A arquitetura fiscal brasileira, estabelecida em 2023 com o objetivo de ancorar a trajetória da dívida pública, enfrenta um crescente desafio de credibilidade devido à proliferação de despesas excluídas da meta de resultado primário. Projeções indicam que essas exceções ao limite de gastos podem ultrapassar R$ 170 bilhões até o final de 2026, coincidentemente, o ano de uma possível busca pela reeleição do presidente Luiz Inácio Lula da Silva.
A celeridade com que novas exclusões são incorporadas é notável. Em um intervalo de apenas um mês, cerca de R$ 15 bilhões foram adicionados a esse montante, impulsionados por medidas que visam socorrer empresas estatais em dificuldades financeiras, como os Correios, e iniciativas de investimento nas Forças Armadas. Essa dinâmica, que envolve o Executivo e o Legislativo, tem o efeito prático de permitir um aumento do dispêndio governamental sem que este impacte o cálculo oficial de cumprimento da meta fiscal.
O rol de despesas que escapam ao cômputo da meta é vasto e multifacetado. Inicialmente, o mecanismo de exclusão foi acionado para responder a emergências inadiáveis, como a gestão da calamidade das enchentes no Rio Grande do Sul. Contudo, rapidamente se estendeu a questões estruturais e de gestão, como o ressarcimento acelerado de descontos previdenciários indevidos feitos pelo INSS e o auxílio a estatais.
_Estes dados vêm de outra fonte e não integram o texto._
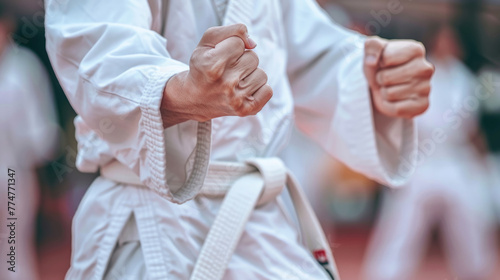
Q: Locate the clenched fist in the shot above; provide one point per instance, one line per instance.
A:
(398, 75)
(223, 80)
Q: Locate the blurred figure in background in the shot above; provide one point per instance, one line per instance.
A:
(28, 137)
(448, 189)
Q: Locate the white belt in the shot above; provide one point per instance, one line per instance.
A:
(245, 186)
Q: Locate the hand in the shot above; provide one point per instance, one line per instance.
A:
(398, 75)
(223, 80)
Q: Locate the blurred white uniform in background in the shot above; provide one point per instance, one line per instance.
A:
(27, 138)
(448, 189)
(113, 59)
Outro fator de peso reside na acomodação de dívidas judiciais (os precatórios), represadas na gestão anterior, e no reajuste do limite de gastos de outros Poderes, como o Judiciário. A recente aprovação no Senado de um projeto que deduz até R$ 2 bilhões em despesas de saúde e educação custeadas pelo Fundo Social (aguardando apreciação na Câmara) sinaliza uma tendência contínua de ampliação das exclusões.
Para muitos economistas e analistas de contas públicas, a intensa e rápida escalada dessas flexibilizações está desvirtuando o propósito original da meta fiscal: funcionar como um balizador transparente da política econômica de longo prazo. A percepção é que o indicador, concebido para sinalizar o compromisso com o ajuste das contas, transformou-se em um valor maleável, um alvo em constante recuo.
Especialistas alertam que, sem a transparência e o rigor que a meta deveria impor, sua utilidade como sinalizador macroeconômico está se perdendo. Consequentemente, o mercado e os analistas têm direcionado sua atenção para a Dívida Pública Bruta (DPB) como o principal termômetro para avaliar a sustentabilidade fiscal do país. O enfraquecimento da âncora fiscal tem repercussões diretas nos indicadores de inflação e, sobretudo, na taxa de juros básica (Selic), pois uma percepção de maior risco fiscal exige um prêmio mais elevado para a rolagem da dívida.
A continuidade dessa trajetória de despesas “extra-meta” impõe um dilema: a necessidade de atender a demandas urgentes e estruturais versus a manutenção da disciplina fiscal necessária para garantir a estabilidade macroeconômica.